This allows data sharing, but the file system must be the same (or at least be compatible) on every node; any failing node may damage the entire file system.

These first three methods use block protocols such as SCSI to communicate with external storage. The storage system itself understands little about the data being stored and therefore cannot help much with data management, sharing, or protection.

The last method uses a file access protocol such as the Network File System (NFS), Common Internet File System (CIFS), or Web Distributed Authoring and Versioning (WebDAV). This results in the following benefits:

File-access protocols that use the typical software network stacks tend to suffer higher CPU overhead per operation than do local file systems. In many cases that don't require high throughput, this is not an issue. In high-throughput configurations, however, the overhead can be significant.

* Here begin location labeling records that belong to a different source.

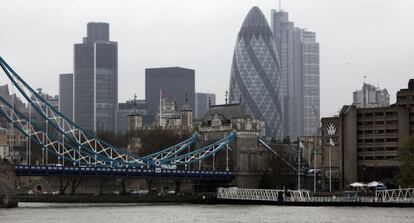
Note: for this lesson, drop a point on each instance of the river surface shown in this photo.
(150, 213)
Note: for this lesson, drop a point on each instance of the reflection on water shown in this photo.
(102, 213)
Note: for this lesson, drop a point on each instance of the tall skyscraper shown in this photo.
(202, 103)
(255, 74)
(173, 83)
(299, 62)
(66, 95)
(96, 79)
(370, 96)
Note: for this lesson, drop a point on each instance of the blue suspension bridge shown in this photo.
(81, 153)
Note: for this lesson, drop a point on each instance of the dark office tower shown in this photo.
(96, 80)
(299, 63)
(173, 83)
(66, 95)
(203, 102)
(255, 77)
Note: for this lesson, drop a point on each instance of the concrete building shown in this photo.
(127, 108)
(366, 141)
(66, 95)
(171, 83)
(96, 79)
(202, 103)
(298, 52)
(370, 96)
(255, 79)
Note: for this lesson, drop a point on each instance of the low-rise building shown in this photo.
(361, 144)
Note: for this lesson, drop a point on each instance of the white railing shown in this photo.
(262, 194)
(402, 195)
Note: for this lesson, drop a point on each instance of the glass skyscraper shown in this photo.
(255, 74)
(96, 80)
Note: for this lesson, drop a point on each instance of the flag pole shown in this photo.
(330, 165)
(314, 165)
(298, 163)
(160, 106)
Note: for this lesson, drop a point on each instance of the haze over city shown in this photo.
(357, 38)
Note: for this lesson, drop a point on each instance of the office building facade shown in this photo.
(366, 141)
(202, 103)
(299, 64)
(96, 80)
(255, 78)
(172, 83)
(66, 95)
(370, 96)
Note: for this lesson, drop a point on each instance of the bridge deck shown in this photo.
(28, 170)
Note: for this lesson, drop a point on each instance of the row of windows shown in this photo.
(376, 157)
(378, 131)
(370, 123)
(377, 140)
(377, 114)
(371, 149)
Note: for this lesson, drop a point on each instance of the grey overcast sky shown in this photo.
(357, 37)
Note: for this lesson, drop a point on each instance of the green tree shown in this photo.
(406, 157)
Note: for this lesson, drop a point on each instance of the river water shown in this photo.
(150, 213)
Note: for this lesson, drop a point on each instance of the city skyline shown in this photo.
(339, 62)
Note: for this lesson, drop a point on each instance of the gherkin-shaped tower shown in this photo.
(255, 74)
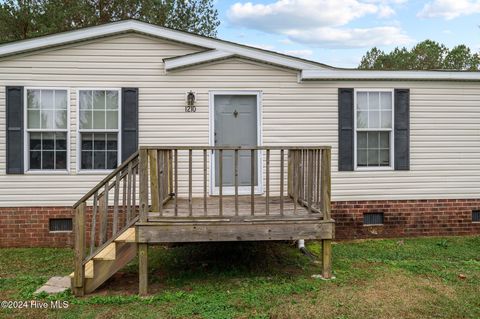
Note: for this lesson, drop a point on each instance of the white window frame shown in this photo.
(242, 190)
(118, 131)
(391, 130)
(26, 131)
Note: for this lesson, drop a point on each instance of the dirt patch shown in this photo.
(390, 295)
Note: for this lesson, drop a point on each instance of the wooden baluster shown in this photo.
(154, 194)
(161, 185)
(104, 215)
(235, 174)
(143, 185)
(310, 180)
(205, 182)
(220, 188)
(326, 184)
(282, 159)
(190, 203)
(115, 203)
(267, 197)
(176, 182)
(94, 222)
(252, 182)
(295, 180)
(170, 173)
(79, 274)
(129, 193)
(134, 190)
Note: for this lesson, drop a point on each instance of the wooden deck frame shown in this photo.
(301, 210)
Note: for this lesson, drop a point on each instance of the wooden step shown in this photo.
(107, 253)
(128, 236)
(88, 270)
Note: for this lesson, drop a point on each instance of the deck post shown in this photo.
(79, 274)
(327, 258)
(142, 269)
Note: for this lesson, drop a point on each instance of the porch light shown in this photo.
(190, 107)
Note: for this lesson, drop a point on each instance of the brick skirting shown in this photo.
(29, 226)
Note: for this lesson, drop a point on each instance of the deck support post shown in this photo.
(142, 269)
(327, 258)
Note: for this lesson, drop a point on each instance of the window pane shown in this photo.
(386, 100)
(362, 157)
(362, 119)
(33, 99)
(86, 121)
(33, 119)
(61, 100)
(60, 160)
(61, 119)
(48, 142)
(99, 158)
(99, 100)
(47, 100)
(61, 141)
(112, 100)
(99, 143)
(112, 142)
(362, 140)
(111, 160)
(112, 119)
(86, 161)
(362, 101)
(386, 119)
(48, 160)
(85, 100)
(373, 101)
(373, 157)
(87, 142)
(47, 119)
(373, 119)
(99, 119)
(385, 140)
(35, 160)
(36, 141)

The second motivating trend for DAFS is the rapid growth of the Internet. This growth required service providers to develop architectures that are resilient to failure and can rapidly scale in both computing power and storage capacity. The resulting designs, called local file-sharing architectures, spread the service load across a set of application servers with shared file storage, as shown in Figure 1. The application servers can be large machines or relatively small ones. A more recent trend is to use blade servers that integrate a set of servers, each on a hot replaceable board, with a chassis containing a switched fabric. This architecture is resilient in that if one application server fails, another can take its place. The architecture is also scalable, because extra computing resources can become available by simply adding more application servers. Typical applications include e-mail, news, Web servers, geographical information systems, and clustered databases.

Figure 1

Standard file-access protocols allow data to be easily shared even among heterogeneous systems. The file-access paradigm is the same whether processes are sharing file data on a single machine or on a distributed system. This provides all the application servers access to a common pool of data for load balancing. It also allows another application server to take over data previously accessed by a failed application server.

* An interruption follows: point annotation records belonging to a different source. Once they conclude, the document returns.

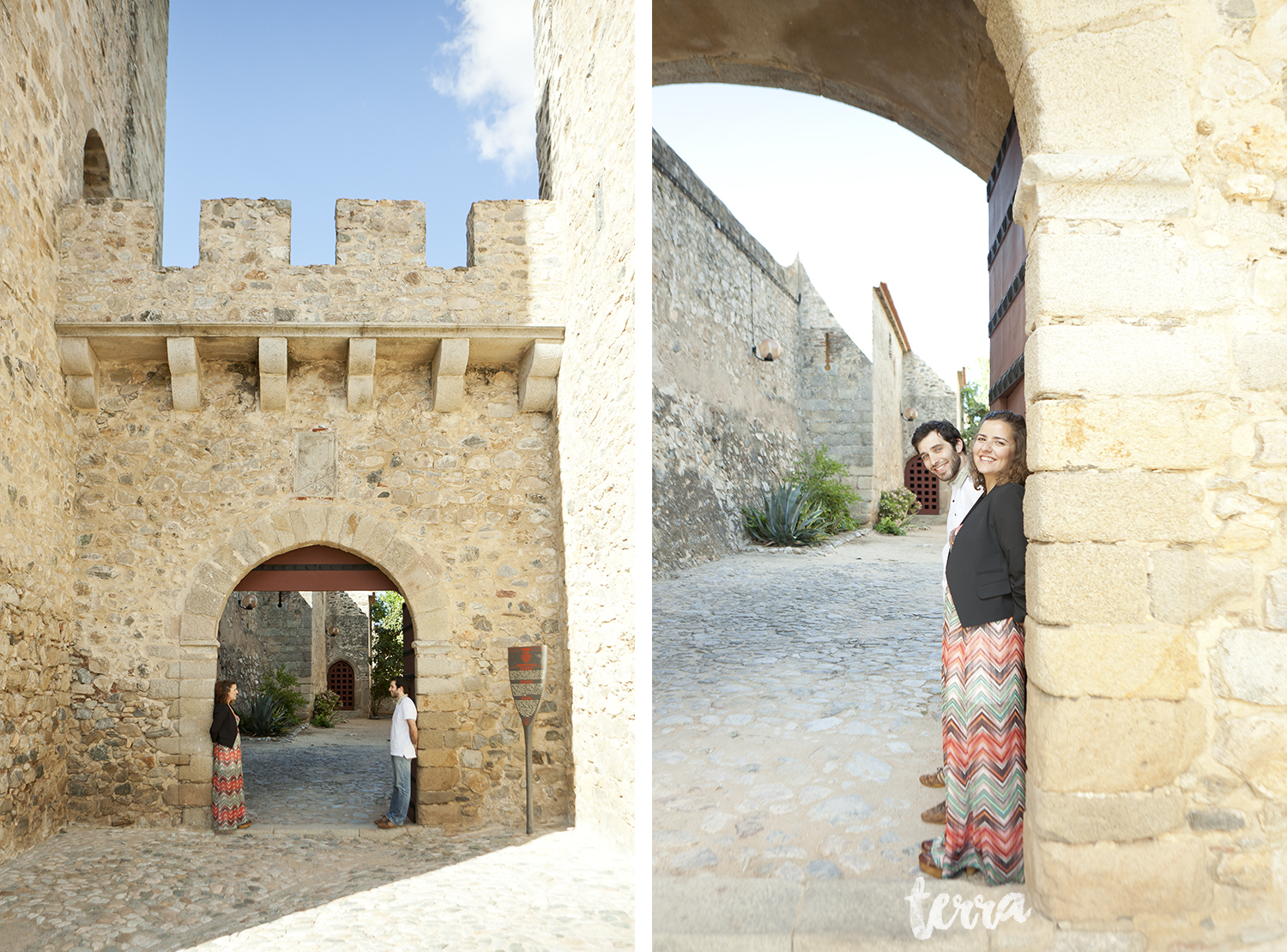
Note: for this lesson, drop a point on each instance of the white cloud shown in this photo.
(493, 75)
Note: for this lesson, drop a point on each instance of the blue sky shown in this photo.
(321, 100)
(857, 197)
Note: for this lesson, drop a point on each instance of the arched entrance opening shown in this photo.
(95, 169)
(296, 627)
(340, 681)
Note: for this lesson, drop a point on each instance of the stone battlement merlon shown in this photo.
(108, 270)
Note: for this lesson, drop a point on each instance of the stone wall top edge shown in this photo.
(668, 164)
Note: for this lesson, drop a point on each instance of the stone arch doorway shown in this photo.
(339, 678)
(95, 167)
(923, 484)
(234, 563)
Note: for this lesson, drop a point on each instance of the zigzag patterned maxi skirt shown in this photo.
(228, 792)
(983, 744)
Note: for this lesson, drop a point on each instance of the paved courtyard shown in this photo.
(314, 872)
(795, 702)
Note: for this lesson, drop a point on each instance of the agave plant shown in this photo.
(785, 519)
(264, 717)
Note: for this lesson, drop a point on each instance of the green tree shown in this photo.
(386, 646)
(975, 401)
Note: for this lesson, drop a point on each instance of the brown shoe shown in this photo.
(936, 815)
(934, 780)
(927, 866)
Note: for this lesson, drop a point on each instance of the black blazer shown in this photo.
(985, 568)
(223, 730)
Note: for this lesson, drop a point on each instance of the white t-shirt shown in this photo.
(964, 496)
(399, 735)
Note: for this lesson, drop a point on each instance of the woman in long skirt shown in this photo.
(983, 676)
(228, 792)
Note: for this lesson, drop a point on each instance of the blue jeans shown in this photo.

NETWORKING TECHNOLOGY TRENDS

The third trend affecting DAFS is the advent of high-speed networks, such as 10-gigabit-per-second (Gbps) Ethernet and InfiniBand (IB). Such high speeds can put many stresses on existing network stacks.

For Ethernet and TCP/IP-based technologies, the first issue is the packet-processing rate. For example, full duplex 10-Gbps Ethernet processing can have packet rates as high as 1 million packets per second. This can use most, if not all, of the available CPU cycles. The Ethernet packet-processing issue can be mitigated by TCP/IP Offload Engines (TOEs). These specialized chips can process TCP/IP packets and assemble them into a reliable serial byte stream at the required rates. TOEs remove the overhead associated with header processing, packet fragmentation and reassembly, checksum computation and checking, and stream multiplexing and demultiplexing. TOEs are similar to modern SCSI and Fibre Channel host adapters that do similar functions for fixed-format SCSI commands using smaller link-level transfer units. In InfiniBand host channel adapters (HCAs) these functions are also built in.

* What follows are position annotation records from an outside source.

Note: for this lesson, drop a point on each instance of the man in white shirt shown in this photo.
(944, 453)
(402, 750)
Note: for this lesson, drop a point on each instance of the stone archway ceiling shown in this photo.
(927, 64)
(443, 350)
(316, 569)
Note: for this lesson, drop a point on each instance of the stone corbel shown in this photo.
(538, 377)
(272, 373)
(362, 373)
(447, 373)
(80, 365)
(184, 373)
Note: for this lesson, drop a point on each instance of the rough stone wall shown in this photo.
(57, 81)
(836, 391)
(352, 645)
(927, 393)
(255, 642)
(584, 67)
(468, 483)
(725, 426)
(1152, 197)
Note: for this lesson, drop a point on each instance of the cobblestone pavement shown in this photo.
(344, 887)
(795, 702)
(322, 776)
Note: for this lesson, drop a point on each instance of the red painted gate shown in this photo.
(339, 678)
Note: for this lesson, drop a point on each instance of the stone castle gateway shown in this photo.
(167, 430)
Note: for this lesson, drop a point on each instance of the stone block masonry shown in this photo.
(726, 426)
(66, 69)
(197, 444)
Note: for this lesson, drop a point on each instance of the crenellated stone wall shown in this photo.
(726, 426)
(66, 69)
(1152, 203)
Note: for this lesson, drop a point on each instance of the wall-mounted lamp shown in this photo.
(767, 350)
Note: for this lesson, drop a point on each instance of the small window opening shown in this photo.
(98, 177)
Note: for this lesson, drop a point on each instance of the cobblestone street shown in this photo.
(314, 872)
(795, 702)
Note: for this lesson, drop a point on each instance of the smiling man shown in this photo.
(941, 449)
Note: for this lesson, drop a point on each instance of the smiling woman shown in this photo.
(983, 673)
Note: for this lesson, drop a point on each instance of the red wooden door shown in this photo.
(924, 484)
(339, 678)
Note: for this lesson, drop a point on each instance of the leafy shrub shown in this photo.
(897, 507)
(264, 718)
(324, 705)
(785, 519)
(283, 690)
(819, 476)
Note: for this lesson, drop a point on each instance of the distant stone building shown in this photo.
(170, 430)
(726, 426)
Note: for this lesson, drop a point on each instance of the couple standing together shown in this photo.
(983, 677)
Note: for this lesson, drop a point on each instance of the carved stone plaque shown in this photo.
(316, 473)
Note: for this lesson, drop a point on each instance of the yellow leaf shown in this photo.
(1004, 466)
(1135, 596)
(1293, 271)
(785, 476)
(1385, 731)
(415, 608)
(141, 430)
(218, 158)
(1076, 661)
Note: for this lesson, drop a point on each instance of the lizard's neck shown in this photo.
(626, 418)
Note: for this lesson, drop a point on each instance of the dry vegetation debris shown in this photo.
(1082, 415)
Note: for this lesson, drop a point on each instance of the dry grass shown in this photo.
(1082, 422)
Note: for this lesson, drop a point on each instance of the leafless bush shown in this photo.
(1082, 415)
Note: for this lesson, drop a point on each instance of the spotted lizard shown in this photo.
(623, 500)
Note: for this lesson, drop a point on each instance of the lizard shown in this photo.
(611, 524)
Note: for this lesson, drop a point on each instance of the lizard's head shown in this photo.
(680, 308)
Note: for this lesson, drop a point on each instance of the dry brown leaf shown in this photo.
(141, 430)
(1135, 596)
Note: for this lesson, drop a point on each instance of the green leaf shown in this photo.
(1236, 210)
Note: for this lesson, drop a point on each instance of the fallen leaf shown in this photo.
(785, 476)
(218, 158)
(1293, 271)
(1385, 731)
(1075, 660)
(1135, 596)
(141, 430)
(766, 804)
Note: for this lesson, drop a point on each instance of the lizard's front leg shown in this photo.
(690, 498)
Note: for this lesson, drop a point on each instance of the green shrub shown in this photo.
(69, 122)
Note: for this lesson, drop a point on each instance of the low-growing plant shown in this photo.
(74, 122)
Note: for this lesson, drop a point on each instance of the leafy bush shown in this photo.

A second problem caused by high speeds is the placement of received data. Typical networking stacks place incoming packets into generic packet memory and then copy the portion of the data that is relevant to the user into either operating system (OS) buffers or application buffers (or both). TOEs can strip the underlying TCP/IP headers, as shown in Figure 2, and scatter or gather the TCP payload to or from separate buffers. This still leaves the higher-level protocol headers embedded in the data, however. The OS or the application must interpret these headers before the embedded application data is copied into application buffers.

Figure 2

The impact of data copying can be significant at high throughput. For example, if an application were attempting to receive data at the full throughput of a 10-Gbps link, or roughly 1 gigabyte per second (GBps), it would impose a 3-GBps load on the system memory bus (1 GBps for the incoming link data, plus 1 GBps to read the data from the packet buffers, plus 1 GBps to write the data into application buffers). This is most of the memory bandwidth available on current high-volume servers.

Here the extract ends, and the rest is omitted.